By Ryan Tym, Director, Lantern
It was not a person who first sounded the alarm about COVID-19. It was artificial intelligence. HealthMap, a website run by Boston Children’s Hospital, uses AI to scan social media, news reports, internet search queries, and so on for signs of disease outbreaks. On 30 December 2019, it issued a one-line email bulletin about a new type of pneumonia in Wuhan, China.
It’s an example of just how embedded in our lives AI already is. From your iPhone recognising your face, to Netflix predicting your next favourite boxset, AI is everywhere. It’s predicting crop problems, optimising grocery delivery routes, resolving customer support queries, managing the heating in your home, and so on. AI is already in almost every part of our lives.
Yet it has a trust problem. A 2019 study of 5,000 people around the world for cloud software firm Pega found only 30% feel comfortable with businesses using AI to interact with them. It’s easy to see why. From Rutger Hauer’s tears in the rain to Charlie Brooker’s dark musings in Black Mirror, AI has been consistently portrayed in popular culture as a threat.
This mistrust and fear has slowed and limited its adoption, and that is a major problem not only for those running AI businesses but for humanity as a whole. At the very topline Accenture research on the impact of AI in 12 developed economies has suggested that that AI could double annual economic growth rates in 2035.
On a more granular, visceral level this will cause very real problems. It’s the girl losing out on AI directing her learning most effectively. It’s the family whose home burns down because there was no AI-powered robotic emergency team.
It’s the old man on a hospital ward who could have had an AI surgeon operate on him. It’s all the people who in the midst of a pandemic can’t access the information about local services and policing that they need.
Right now there are AI firms taking solutions to the market. If they don’t find ways to build trust then not only will they struggle from a commercial point of view but society will suffer too.
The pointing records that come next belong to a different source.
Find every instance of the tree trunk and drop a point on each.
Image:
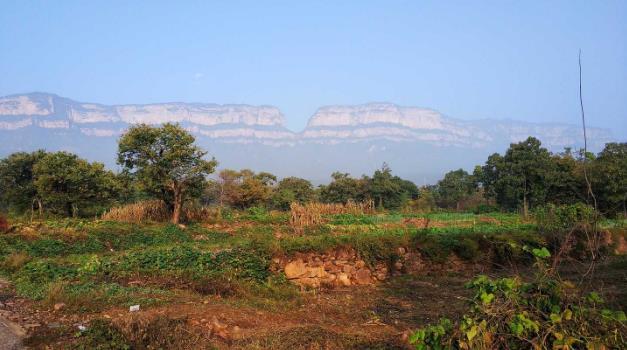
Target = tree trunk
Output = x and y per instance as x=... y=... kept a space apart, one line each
x=178 y=204
x=69 y=209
We need to find a way to communicate the benefits of AI, to give it a human face – we need to help people make friends with AI.
Making friends with AI
For most AI firms the core issue is that they focus too heavily on product at the expense of audience. Typically they are led by CTOs: brilliant technicians who are rightly proud of the product they have created and excited by its potential to transform our lives. Yet, trust is engendered by looking beyond product and connecting instead on an emotional, more human level.
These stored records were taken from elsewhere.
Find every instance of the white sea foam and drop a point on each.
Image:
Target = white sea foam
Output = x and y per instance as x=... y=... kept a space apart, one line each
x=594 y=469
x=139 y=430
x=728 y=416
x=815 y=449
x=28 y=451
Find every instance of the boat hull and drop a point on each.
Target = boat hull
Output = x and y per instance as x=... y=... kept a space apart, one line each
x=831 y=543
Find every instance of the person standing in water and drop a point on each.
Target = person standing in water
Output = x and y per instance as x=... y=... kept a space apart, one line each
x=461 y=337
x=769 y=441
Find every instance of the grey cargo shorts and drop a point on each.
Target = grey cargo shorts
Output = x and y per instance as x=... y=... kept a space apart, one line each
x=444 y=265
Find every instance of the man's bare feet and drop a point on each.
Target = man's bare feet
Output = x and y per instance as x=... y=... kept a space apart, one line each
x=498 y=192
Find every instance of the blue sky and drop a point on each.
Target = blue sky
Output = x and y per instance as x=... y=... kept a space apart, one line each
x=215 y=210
In simple terms, people don’t care what 4G is; they do care that they can stream Game of Thrones on the bus to work. Likewise, classical music streaming service Primephonic could talk about its superior bit rate or it could celebrate the uplifting journey that classical music can take you on.
Chatbot Futr could talk about how it enables AI-powered conversations across messaging channels, or it could show us all the ways it enables better conversations, liberating us and making our lives better.
Sometimes it’s not a focus on technology that’s the issue, it’s highlighting the disruptive potential of the product. Disruption can be a great story to tell, but often people want reassurance, not disruption. The key is to focus on audience and what they want.
Alongside brand messaging, AI firms can use visual identity to build trust. They can look beyond the obvious futuristic iconography, imagery and colours to something softer, warmer, more human.
Opportunity and responsibility
Never before has humankind had the capacity to create such capable machines. Never before has it had as great a need for these machines, and we need to exploit their full potential. Healthmap spotted the outbreak, but too late. For the next virus will we have an AI system in place that spots it earlier and that we trust enough to take decisive, early action?
Those running AI firms have an opportunity and a responsibility. The opportunity is to find ways to build trust in their technology and products, so that people become more open to the possibilities AI offers. The responsibility is to seize that opportunity.